Keep track of your current position in steps. If your X destination is greater than your position now, step right. If it's less, step left, otherwise stop. Same thing for the Y axis.

So there's no need for nested ifs; read the pots, calculate the destination coordinates and then go there one step at a time.

Most people have used stepper motors attached to lead screws that are attached to the microscope stage.

Paul

Post a diagram and some details of the mechanism that will support and move the plate. If you don't have one yet, Google will show you lots of "XY stages", for example:

Consider also having the user type or enter B3 on a keypad to move to position B3.

That sounds like what print bed of a 3D printer does. Stepper motor with a gear drives a rubber belt to move the table in very small increments.
Attached you can see an end-view of the X-drive stepper motor, it's drive gear, the belt it drives, it's limit switch for homing the bed, and the bars on one side that moves it up & down in Z-asix.

This might not fit what you need, as the table is fixed in X-axis, moves in and out in Y-axis, and the plastic extruder is moved back and forth in X-axis and up and down in Z axis. You probably need the microscope head fixed in position and the table moved in X and Y.

But it does show that very small, repeatable movements can be commanded as 3D printers do it all time using '1284P and '2560 processors to control the motor movements, read the limit switches, and pull data from SD card, or receive via USB, to move things around pretty precisely.

This motorized drawing might be what you need. Remove the pen, program it to move your slide around.
The control board looks like a CH340 & '328P with a couple of motor driver boards.

https://usa.banggood.com/EleksMaker-EleksDraw-XY-Plotter-Pen-Drawing-Writing-Robot-Drawing-Machine-p-1125222.html?gmcCountry=US&currency=USD&createTmp=1&utm_source=googleshopping&utm_medium=cpc_bgcs&utm_content=garman&utm_campaign=pla-usg-brand-eleksmaker-pc&ad_id=350580579796&gclid=EAIaIQobChMIob2_4Lbn4gIVgo3ICh1btgHJEAQYHCABEgLtOfD_BwE&cur_warehouse=CN

More info on the board:
http://wiki.eleksmaker.com/doku.php?id=eleksmana_se#eleksmana_se

saahilm:
Would I just count how many steps it takes for the stepper motor to go to the D column and then how many it takes to go down to the 6th row and then save those values? Not quite sure how to do this tactfully.
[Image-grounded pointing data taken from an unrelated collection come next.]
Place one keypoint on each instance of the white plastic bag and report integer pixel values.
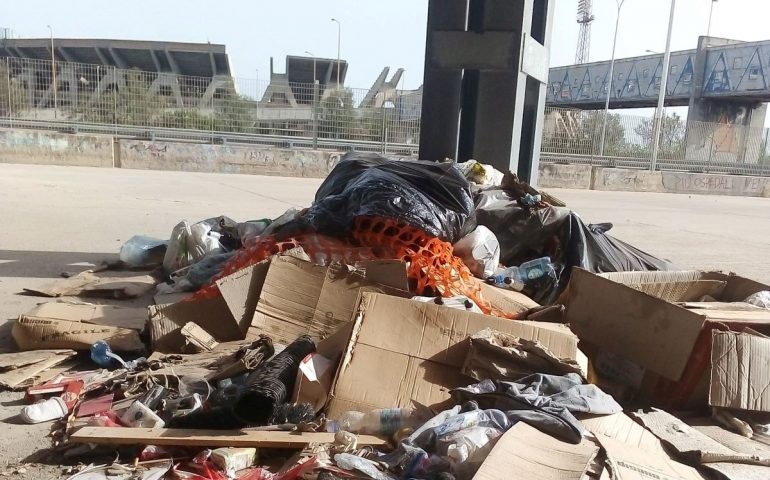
(480, 251)
(190, 243)
(759, 299)
(467, 449)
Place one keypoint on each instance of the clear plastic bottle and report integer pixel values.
(386, 421)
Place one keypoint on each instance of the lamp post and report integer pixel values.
(339, 36)
(609, 78)
(662, 93)
(711, 11)
(53, 75)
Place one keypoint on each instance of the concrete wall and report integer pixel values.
(193, 157)
(624, 179)
(565, 176)
(52, 148)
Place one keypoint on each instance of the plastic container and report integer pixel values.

Something like that, indeed.

I'd use an x, y coordinate system. Two arrays: one with the 6 x values, the other with the 4 y values (both expressed in number of steps).
Then have two variables where you keep track of where your stepper is exactly, in terms of either x and y values or the array index.
Homing would be manual in this case - the first coordinate in your array would be (0, 0). Then you manually move the table to that position, so the first opening is nicely centred, and you make sure the plate itself is placed square.
Then with e.g. a button press you tell your Arduino that it's now at it's home position and ready to start moving to the next position.